Shrugs with Barbell

Exercise Details for Shrugs with Barbell

  • Primary Muscle
    Traps
  • Equipment
    Barbell
  • Level
    Easy

Why Should You do Shrugs with Barbell?

On the upper back is a muscle called the trapezius. The muscle looks a bit like a flying kite. It attaches to the top of the skull and extends to the shoulders. Then the muscle continues down along the spine between the shoulder blades a reasonable distance down the back. The upper part of this muscle holds the skull in place, which you can see in wrestlers and boxers who often have a well-developed Trapezius, but it also helps the body carry really heavy things or do deadlifts or Farmers walk. In the upper part of the muscle, the muscle fibers go obliquely upwards. You train this part by holding heavy things in your hands or pulling your shoulders up towards your ears when you have heavy items in your hands. This is exactly what you do in a Shrug, whether you are lifting dumbbells or a writing bar.

Preparatory

Shrugs are performed in this exercise using a barbell that you grab with an overhand grip. The advantage of a barbell compared to dumbbells is that you can have an extra-wide grip that several studies have shown gives a better training effect. The upper part of your Trapezius has muscle fibers that are more in line with the load if you have a wide grip, and they are trained better.
Stand with your feet shoulder-width apart and hold the barbell in front of your thighs.
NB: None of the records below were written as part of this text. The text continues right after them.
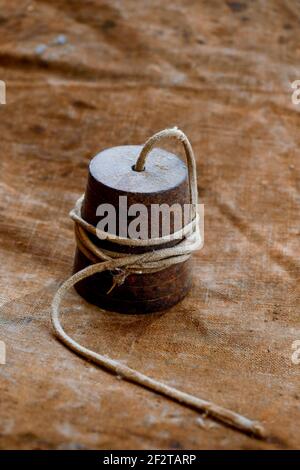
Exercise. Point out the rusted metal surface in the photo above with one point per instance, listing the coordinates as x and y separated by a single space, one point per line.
221 71
164 181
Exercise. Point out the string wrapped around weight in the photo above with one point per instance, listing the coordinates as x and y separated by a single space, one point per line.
188 240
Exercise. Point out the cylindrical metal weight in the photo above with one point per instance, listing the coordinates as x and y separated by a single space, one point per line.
163 181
You should have a prone grip, i.e., with the palms of your hands facing the body and the arms fully extended. Lean forward extremely slightly, but make sure that your back is neutral or slightly swayed. Feel that your stomach stabilizes your upper body. This is your starting position.

Performance

Keep your arms straight at all times. Now pull the bar upwards with the help of your back muscles so that the shoulders go up and back. Even if your arms do not bend, they have an essential function. It would help if you mentally thought about squeezing your hands together even though they are “stuck” in the bar. This means that your shoulder blades are compressed more, and you get more out of the exercise.

Do not roll your shoulders; pull them diagonally backward. When you have reached as high as you can, hold this position for up to 5 seconds and lower the weight. It is important that you do not swing and pull the weight up and then release it on the way down, but the exercise should be performed slowly. Do not put too much weight on the bar but do many repetitions instead with a slow pace.

You should also not rock the body, only the arms and shoulders should move in the exercise.

Tips for Shrug with Barbell

  • The advantage of a barbell is that you can have an extra-wide grip that gives better results for the upper trapezius compared to dumbbells
  • Do not roll the shoulders; pull them back diagonally
  • Hold for up to 5 seconds in the top position and squeeze your shoulder blades
  • Remember to squeeze your hands together mentally
  • Perform the exercise slowly
  • Do not use too much weight but do many reps instead
  • The body should be still, do not rock it
  • Each rep in the same way with “full range of motion”; otherwise, you will not see progress.